Unfortunately, most public safety agency drone programs are operating on a shoestring. A stunning percentage – greater than 60% – of public safety agencies are operating on less than $10,000 per year: about 23% are operating a drone program on less than $1,000.
“It’s why we see equipment like the ANAFI or the Mavic Air getting a lot of play,” says Todd. “They’re reliable and they are relatively inexpensive: they are much more accessible to these programs.”
More than 60% of the survey participants said that grant programs or donations were extremely important to their programs. Werner says that having participated in the grant process, he believes that the majority of those grant programs involve federal funding – either Homeland Security or FEMA – that passes through state programs.
Despite budget limitations, a healthy percentage of respondents – almost 30% – still plan to purchase new hardware before the end of the 2020 calendar year.
What Drones are Public Safety Agencies Using?
When it comes to hardware, the survey revealed a few significant trends. Unsurprisingly, the vast majority of drones in the public safety fleet are DJI – more than 90% of responders said that their program incudes DJI drones. But in a sector that is tight on money and holds on to hardware as long as it works – some departments are still flying 3DR Solos, even though they are no longer manufactured – newcomer Skydio has made its mark. Only 9 months after Skydio 2 came out, 11% of respondents say they are flying Skydio hardware.
That’s because of Skydio’s functionality, not necessarily because they’re a U.S.-based company, says Charles Werner. “In my personal opinion, people purchase because of the sense and avoid technolgoy – the U.S. manufacturing was just icing on the cake,” he says.

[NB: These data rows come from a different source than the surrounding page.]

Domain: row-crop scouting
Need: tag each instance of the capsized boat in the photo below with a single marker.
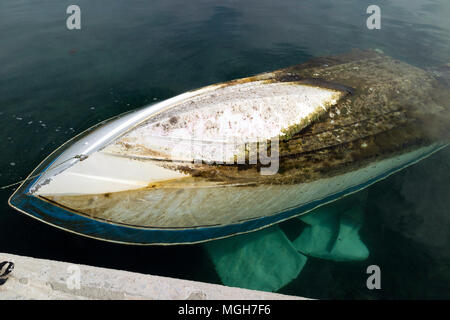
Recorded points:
(240, 156)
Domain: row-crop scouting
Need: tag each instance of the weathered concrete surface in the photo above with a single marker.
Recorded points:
(46, 279)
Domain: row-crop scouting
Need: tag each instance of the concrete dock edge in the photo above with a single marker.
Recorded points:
(47, 279)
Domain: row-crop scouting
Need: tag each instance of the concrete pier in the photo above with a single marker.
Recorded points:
(46, 279)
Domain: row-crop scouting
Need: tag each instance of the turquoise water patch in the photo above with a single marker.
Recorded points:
(263, 260)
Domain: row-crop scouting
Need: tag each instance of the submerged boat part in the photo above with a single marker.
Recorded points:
(264, 260)
(332, 233)
(242, 155)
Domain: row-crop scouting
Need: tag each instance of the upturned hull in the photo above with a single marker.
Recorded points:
(190, 169)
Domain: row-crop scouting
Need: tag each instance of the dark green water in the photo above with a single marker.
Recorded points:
(54, 83)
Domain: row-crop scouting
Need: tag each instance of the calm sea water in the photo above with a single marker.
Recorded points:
(54, 83)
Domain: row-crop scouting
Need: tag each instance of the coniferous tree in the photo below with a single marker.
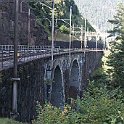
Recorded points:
(116, 57)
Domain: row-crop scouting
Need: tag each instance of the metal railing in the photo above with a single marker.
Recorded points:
(28, 53)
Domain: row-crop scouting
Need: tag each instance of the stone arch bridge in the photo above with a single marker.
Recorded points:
(40, 81)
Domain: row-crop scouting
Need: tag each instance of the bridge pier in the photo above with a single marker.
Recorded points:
(67, 80)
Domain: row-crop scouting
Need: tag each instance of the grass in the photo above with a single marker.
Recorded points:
(8, 121)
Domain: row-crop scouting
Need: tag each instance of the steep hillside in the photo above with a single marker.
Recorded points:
(98, 11)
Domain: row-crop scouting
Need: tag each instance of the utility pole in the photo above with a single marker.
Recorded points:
(70, 35)
(81, 36)
(52, 47)
(85, 37)
(15, 79)
(29, 30)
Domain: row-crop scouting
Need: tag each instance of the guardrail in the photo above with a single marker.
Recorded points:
(28, 53)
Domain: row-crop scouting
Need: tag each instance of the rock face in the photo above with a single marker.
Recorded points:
(29, 33)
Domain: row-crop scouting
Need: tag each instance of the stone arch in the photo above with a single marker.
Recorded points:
(57, 93)
(74, 85)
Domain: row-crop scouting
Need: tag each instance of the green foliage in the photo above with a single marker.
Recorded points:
(98, 106)
(8, 121)
(116, 58)
(62, 11)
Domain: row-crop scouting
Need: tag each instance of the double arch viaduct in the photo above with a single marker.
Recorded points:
(41, 82)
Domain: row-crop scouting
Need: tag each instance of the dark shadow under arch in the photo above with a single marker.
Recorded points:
(57, 96)
(74, 80)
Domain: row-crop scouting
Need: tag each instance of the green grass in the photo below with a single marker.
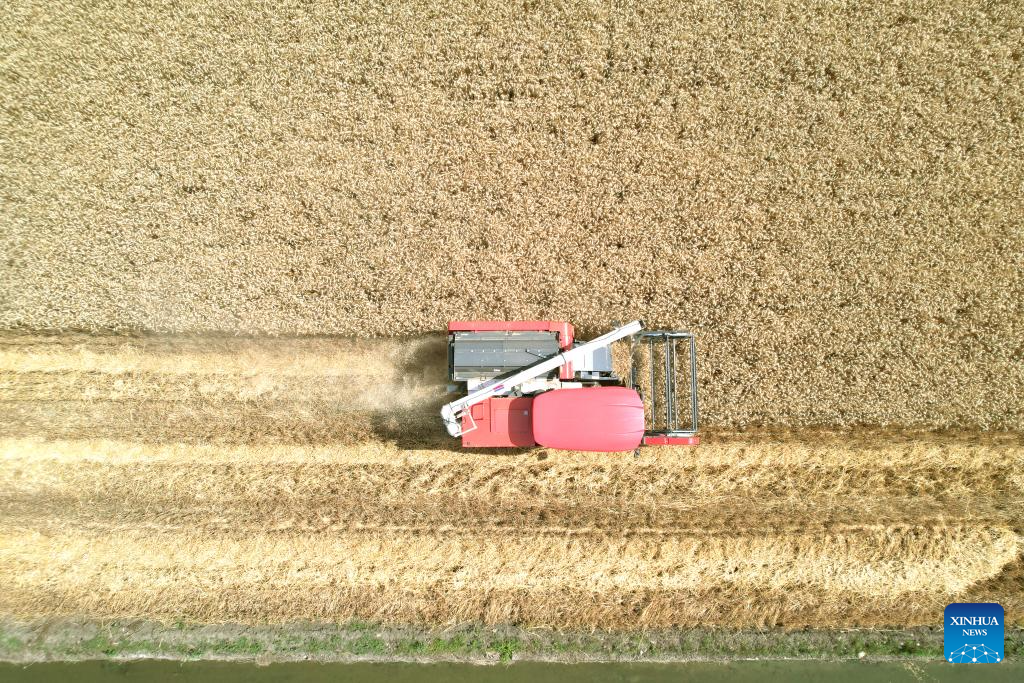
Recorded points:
(367, 640)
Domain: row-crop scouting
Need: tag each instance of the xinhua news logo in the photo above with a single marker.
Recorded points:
(973, 633)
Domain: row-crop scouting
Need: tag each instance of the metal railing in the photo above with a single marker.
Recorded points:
(670, 341)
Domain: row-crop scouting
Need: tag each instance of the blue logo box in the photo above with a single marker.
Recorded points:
(973, 633)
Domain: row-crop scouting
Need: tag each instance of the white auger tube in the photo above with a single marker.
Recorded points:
(453, 413)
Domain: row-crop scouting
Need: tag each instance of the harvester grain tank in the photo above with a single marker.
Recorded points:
(530, 382)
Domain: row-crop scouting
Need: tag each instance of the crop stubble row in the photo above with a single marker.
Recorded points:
(762, 527)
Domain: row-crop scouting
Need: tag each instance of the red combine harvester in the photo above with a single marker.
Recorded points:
(530, 383)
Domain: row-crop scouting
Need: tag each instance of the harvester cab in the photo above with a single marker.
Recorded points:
(529, 383)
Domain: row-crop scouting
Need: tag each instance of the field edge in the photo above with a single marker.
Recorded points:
(77, 640)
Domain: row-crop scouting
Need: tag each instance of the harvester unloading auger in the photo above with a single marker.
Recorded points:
(529, 383)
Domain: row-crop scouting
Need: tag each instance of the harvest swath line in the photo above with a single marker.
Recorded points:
(330, 498)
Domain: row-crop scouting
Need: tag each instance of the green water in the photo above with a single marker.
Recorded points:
(734, 672)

Public Safety Operations and Flight Beyond Visual Line of Sight
Flight beyond visual line of sight (BVLOS) has been a hot topic in the drone industry for a long time. More than 75% of survey responders say that flight BVLOS would be useful for their operations.

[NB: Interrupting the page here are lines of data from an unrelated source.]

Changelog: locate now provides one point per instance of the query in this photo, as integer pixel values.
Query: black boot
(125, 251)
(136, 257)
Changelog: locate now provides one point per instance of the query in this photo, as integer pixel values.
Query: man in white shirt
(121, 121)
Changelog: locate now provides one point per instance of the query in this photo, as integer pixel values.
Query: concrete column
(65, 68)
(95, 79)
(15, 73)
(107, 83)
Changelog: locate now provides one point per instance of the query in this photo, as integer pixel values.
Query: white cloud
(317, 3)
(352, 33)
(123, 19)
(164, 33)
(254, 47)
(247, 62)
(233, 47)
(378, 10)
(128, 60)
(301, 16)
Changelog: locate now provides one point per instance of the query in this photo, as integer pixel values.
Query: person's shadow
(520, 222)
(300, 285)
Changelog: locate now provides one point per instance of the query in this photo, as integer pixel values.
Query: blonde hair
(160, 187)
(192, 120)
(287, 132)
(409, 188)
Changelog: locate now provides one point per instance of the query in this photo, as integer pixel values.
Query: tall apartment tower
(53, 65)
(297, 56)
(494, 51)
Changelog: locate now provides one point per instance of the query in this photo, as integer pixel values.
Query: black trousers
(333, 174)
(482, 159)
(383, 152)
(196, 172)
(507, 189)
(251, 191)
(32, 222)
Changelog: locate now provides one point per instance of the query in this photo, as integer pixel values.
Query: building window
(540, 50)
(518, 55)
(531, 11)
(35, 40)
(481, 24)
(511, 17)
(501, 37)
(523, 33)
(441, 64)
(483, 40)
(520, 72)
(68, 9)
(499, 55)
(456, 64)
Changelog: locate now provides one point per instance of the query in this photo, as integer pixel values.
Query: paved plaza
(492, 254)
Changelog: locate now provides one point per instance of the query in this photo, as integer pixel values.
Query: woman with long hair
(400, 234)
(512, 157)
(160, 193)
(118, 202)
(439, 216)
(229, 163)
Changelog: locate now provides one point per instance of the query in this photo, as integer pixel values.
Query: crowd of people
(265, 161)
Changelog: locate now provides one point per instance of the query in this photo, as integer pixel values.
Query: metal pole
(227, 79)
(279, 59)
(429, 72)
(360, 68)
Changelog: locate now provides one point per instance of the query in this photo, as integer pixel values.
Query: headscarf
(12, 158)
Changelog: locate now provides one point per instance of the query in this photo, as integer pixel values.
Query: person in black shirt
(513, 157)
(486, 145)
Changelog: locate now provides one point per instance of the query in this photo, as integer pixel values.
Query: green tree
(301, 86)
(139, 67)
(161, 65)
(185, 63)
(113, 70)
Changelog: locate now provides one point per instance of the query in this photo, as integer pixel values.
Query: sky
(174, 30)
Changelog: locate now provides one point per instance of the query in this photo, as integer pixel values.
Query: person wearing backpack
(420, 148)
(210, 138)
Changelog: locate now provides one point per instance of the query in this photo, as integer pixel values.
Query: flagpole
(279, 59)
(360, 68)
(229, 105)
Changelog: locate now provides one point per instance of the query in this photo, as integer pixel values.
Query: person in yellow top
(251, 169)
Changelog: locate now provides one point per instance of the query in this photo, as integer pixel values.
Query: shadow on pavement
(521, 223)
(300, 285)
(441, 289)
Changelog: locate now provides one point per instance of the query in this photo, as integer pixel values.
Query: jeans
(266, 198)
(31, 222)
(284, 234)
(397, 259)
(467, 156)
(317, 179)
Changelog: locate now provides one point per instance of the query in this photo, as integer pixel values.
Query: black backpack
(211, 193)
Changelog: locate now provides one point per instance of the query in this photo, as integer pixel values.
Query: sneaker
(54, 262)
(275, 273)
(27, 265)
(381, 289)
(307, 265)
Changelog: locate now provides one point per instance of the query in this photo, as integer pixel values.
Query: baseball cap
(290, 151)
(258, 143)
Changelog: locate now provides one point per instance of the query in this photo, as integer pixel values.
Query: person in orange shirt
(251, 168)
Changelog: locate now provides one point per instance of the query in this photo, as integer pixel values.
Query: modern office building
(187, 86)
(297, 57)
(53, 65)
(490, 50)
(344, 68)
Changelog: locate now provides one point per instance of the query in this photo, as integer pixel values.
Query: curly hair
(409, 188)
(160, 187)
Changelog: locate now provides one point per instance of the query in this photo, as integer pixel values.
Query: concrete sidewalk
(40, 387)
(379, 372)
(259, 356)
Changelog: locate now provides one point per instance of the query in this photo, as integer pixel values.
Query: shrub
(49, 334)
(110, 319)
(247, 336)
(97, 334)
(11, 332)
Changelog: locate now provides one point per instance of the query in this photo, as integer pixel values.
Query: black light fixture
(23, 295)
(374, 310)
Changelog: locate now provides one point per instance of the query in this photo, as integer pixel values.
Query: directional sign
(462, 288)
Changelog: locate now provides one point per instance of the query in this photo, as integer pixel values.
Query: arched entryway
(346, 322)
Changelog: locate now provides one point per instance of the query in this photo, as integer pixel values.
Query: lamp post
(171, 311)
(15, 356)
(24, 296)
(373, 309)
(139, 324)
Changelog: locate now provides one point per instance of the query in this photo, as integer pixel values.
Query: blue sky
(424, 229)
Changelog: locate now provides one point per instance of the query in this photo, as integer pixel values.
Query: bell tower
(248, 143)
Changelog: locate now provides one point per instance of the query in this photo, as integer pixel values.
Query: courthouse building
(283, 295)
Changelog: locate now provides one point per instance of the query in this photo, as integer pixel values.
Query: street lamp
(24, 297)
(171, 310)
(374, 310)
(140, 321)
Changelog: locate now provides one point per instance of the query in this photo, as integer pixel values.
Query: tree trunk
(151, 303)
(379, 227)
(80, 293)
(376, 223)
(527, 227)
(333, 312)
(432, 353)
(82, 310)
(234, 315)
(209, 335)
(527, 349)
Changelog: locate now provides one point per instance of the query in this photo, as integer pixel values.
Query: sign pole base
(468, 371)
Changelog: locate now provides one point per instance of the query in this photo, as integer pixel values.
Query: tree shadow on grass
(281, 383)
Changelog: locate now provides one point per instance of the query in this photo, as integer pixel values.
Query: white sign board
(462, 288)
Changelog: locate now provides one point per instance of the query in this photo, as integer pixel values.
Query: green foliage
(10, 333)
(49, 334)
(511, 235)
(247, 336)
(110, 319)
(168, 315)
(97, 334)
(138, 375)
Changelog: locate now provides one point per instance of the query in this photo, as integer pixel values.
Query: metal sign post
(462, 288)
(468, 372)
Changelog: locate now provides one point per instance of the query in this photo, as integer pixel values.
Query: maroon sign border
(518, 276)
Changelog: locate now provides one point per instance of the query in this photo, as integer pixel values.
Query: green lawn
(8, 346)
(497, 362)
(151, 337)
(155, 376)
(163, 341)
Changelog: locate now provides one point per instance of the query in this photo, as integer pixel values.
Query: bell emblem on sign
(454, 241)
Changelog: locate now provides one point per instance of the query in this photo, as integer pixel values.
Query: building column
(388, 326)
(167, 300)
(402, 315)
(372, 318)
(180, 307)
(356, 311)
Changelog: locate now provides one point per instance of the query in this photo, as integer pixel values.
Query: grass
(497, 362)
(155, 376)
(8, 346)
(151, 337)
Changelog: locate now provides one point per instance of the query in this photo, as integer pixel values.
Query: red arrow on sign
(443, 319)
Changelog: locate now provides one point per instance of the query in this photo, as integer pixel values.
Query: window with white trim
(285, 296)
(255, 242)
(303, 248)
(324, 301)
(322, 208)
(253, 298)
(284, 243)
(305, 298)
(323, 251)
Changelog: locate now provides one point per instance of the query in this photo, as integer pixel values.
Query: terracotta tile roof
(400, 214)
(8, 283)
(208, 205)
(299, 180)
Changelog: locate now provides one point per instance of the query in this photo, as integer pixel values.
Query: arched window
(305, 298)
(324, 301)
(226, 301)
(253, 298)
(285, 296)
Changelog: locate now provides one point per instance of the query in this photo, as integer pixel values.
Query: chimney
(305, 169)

While most people think of BVLOS flight in terms of distance, for applications like pipeline inspections, “In public safety, beyond visual line of sight could have a totally different connotation,” says Todd. “It could be a fire department needing to fly around the back of a house, or a police department in an active shooter situation needing to fly around a corner.”
Is the FAA meeting the needs of public safety drone programs?

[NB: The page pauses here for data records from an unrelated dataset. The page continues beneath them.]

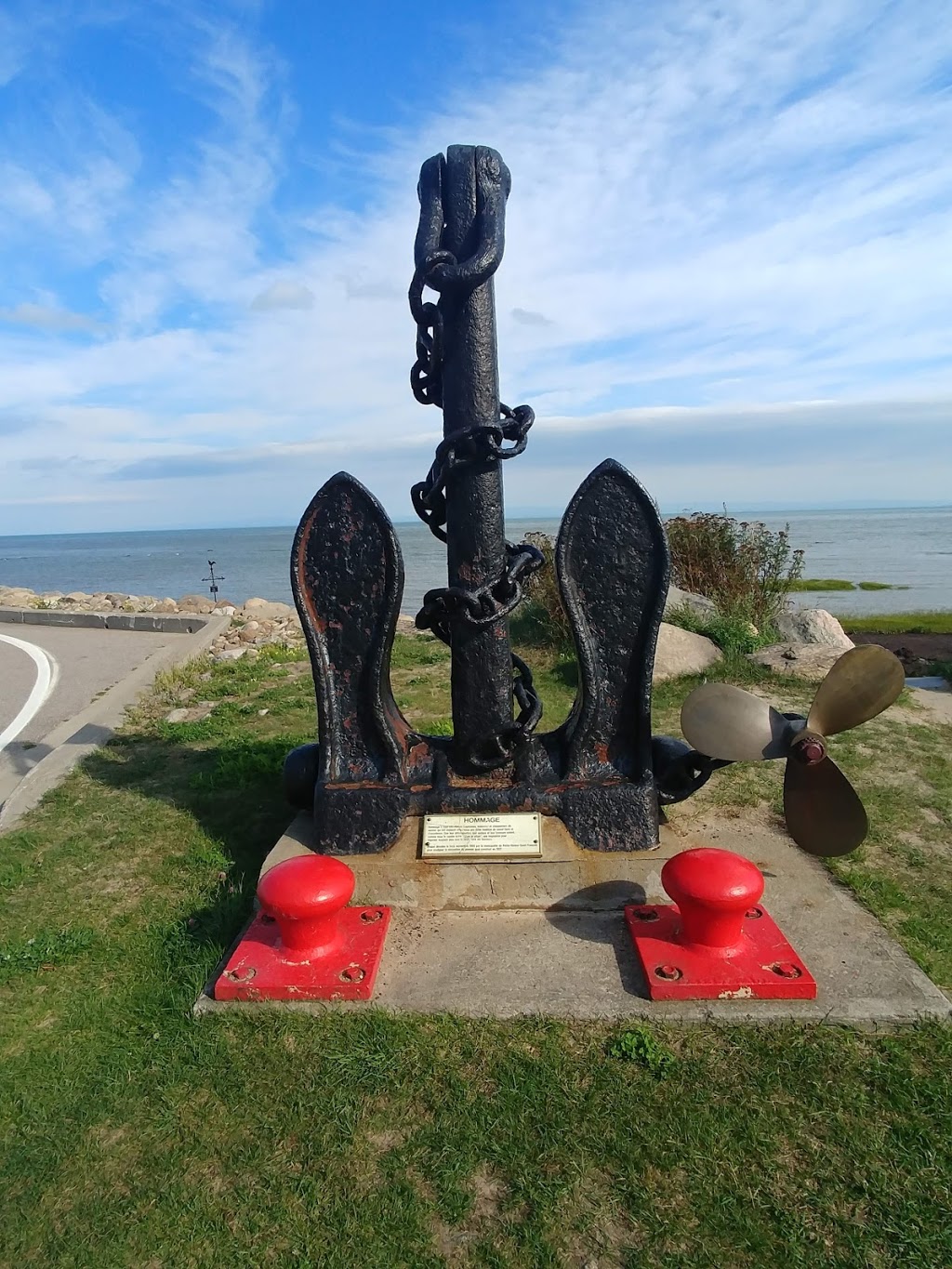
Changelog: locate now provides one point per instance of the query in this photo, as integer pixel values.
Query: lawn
(938, 622)
(138, 1134)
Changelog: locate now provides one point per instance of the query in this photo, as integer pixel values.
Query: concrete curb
(156, 623)
(73, 740)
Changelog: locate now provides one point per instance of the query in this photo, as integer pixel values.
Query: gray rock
(191, 713)
(813, 626)
(678, 598)
(812, 661)
(681, 653)
(266, 608)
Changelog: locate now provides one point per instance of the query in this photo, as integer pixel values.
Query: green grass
(822, 584)
(841, 584)
(138, 1134)
(937, 622)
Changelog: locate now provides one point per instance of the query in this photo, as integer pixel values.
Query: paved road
(49, 674)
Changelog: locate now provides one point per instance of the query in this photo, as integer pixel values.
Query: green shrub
(747, 569)
(734, 633)
(541, 619)
(640, 1045)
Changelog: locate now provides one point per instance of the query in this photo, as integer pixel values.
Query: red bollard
(716, 942)
(305, 943)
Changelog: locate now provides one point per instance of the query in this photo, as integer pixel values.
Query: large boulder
(813, 626)
(681, 653)
(812, 661)
(678, 598)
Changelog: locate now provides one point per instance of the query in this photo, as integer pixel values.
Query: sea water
(906, 547)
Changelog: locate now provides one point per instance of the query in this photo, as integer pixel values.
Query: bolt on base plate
(763, 966)
(261, 969)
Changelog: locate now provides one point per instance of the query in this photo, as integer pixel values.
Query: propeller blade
(823, 810)
(728, 722)
(865, 681)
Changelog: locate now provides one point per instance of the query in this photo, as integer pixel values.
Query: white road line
(47, 674)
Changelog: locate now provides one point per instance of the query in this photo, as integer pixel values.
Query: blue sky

In a very encouraging shift, most responders feel that the FAA is doing a good job meeting the needs of public safety programs – and the responses have improved since the Fall survey.
Werner explains that the FAA has improved some very important and significant processes for the sector, including SGI (Special Government Interests) flight permissions- formerly called E-COAs, or Emergency COAs. This situation may arise when a public safety agency operating within the 5 mile limits of a public airport needs to fly a drone mission on an emergency basis. “We’ve been able to get permissions to fly within minutes – and they handle deconfliction within that airspace,” says Werner. The shift represents hard work on the part of the FAA to support public safety missions, particularly significant in light of the current COVID-19 crisis.
Overall, the news is good. Despite COVID-19, funding issues, and politics, public safety agencies continue to adopt drone technology. “In our assessments, public agency drone programs are growing,” says Todd. “However, [agencies] are continuing to have to bootstrap their programs.”